A dire il vero un’occasione c’é stata, nella passata stagione, il Torino.
”Andò tutto male. Una scelta sbagliata, affrettata. Mi sono accordato nell’ultimo giorno di mercato, il 30 gennaio, senza neppure essere convinto. Andai per Zaccheroni. Il Toro era a metà classifica, poi vennero quattro sconfitte di fila e la situazione era diventata drammatica. Esonerato Zac, arrivò De Biasi che non poteva rischiava nulla e di conseguenza puntò sulla gente pronta. Feci due gare, peraltro da ala. Come convincere?

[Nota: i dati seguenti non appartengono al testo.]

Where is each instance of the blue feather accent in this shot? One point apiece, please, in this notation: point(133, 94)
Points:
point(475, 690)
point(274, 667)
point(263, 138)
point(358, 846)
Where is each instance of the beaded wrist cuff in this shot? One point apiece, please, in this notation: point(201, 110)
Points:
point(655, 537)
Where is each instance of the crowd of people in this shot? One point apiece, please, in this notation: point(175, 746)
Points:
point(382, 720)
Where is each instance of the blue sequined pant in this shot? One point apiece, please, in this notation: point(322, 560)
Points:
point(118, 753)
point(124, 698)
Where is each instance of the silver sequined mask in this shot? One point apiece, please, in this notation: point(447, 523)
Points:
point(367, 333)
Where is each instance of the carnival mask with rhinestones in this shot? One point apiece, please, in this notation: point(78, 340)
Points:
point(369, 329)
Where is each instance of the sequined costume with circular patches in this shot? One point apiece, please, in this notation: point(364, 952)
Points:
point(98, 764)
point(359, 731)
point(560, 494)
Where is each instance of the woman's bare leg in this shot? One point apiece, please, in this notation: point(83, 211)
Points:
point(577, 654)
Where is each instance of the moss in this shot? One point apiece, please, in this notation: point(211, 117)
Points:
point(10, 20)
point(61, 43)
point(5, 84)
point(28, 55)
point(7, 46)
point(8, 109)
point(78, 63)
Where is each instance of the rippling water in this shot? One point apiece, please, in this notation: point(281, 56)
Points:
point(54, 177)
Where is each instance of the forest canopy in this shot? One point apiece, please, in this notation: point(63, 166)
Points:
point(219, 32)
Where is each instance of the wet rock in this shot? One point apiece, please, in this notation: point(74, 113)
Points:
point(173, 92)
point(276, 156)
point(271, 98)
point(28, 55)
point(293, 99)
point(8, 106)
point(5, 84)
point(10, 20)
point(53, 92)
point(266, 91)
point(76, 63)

Poi il novanta per cento della gente era contraria al mio arrivo, non si andava da nessuna parte”.

Capitolo Manchester City: davvero sei andato ad allenarti con la sigaretta in bocca?
”Altra pazzia. Secondo voi, uno va con la sigaretta in bocca a salutare il mister? In dodici anni di professionismo nessuno mi ha mai visto fumare, nel caso uno senta il bisogno va nel bagno, come a scuola. E’ venuta dall’Italia la notizia, da qualcuno che aveva l’intenzione di farmi del male, in Inghilterra hanno semplicemente copiato dai giornali italiani. Sono stato per tre giorni a Manchester. Ogni mattina un dirigente veniva a prelevarmi dall’albergo e mi portava allo stadio. Uno scende dalla macchina e si accende la sigaretta, davanti agli spogliatoi? Assurdo”.

E allora perché non sei rimasto?
”Semplice, Pearce mi voleva utilizzare come centrale. Sono un terzino, mister, gli dissi”.

Pensi al dopo calcio?
”Ho già delle mie attività, farò l’imprenditore”.

Non ti interessa un ruolo in una società, o magari fare l’agente?
”Se non segui i tuoi affari da vicino sei perduto. Per cui…”

Isola dei famosi, qualche altro show televisivo?
”Il calcio é un’attività pubblica, non mi va di farne un’altra”.

Inter, Barca, Milan, la Nazionale. Poi nulla, solo infortuni e guai. Facendo un bilancio, ti consideri un calciatore fortunato oppure no?
”Fino a 26 anni molto fortunato. Dopo, no”.

Pare ovvio, ma complessivamente?
”Direi sfortunato. Se a 25 anni hai giocato
nelle squadre più forti del mondo e hai fatto pure un Mondiale, vuol dire che ci sapevi fare. Ecco, avrei voluto migliorare ancora, giocare ad altissimi livelli. Due gravi infortuni mi hanno distrutto”.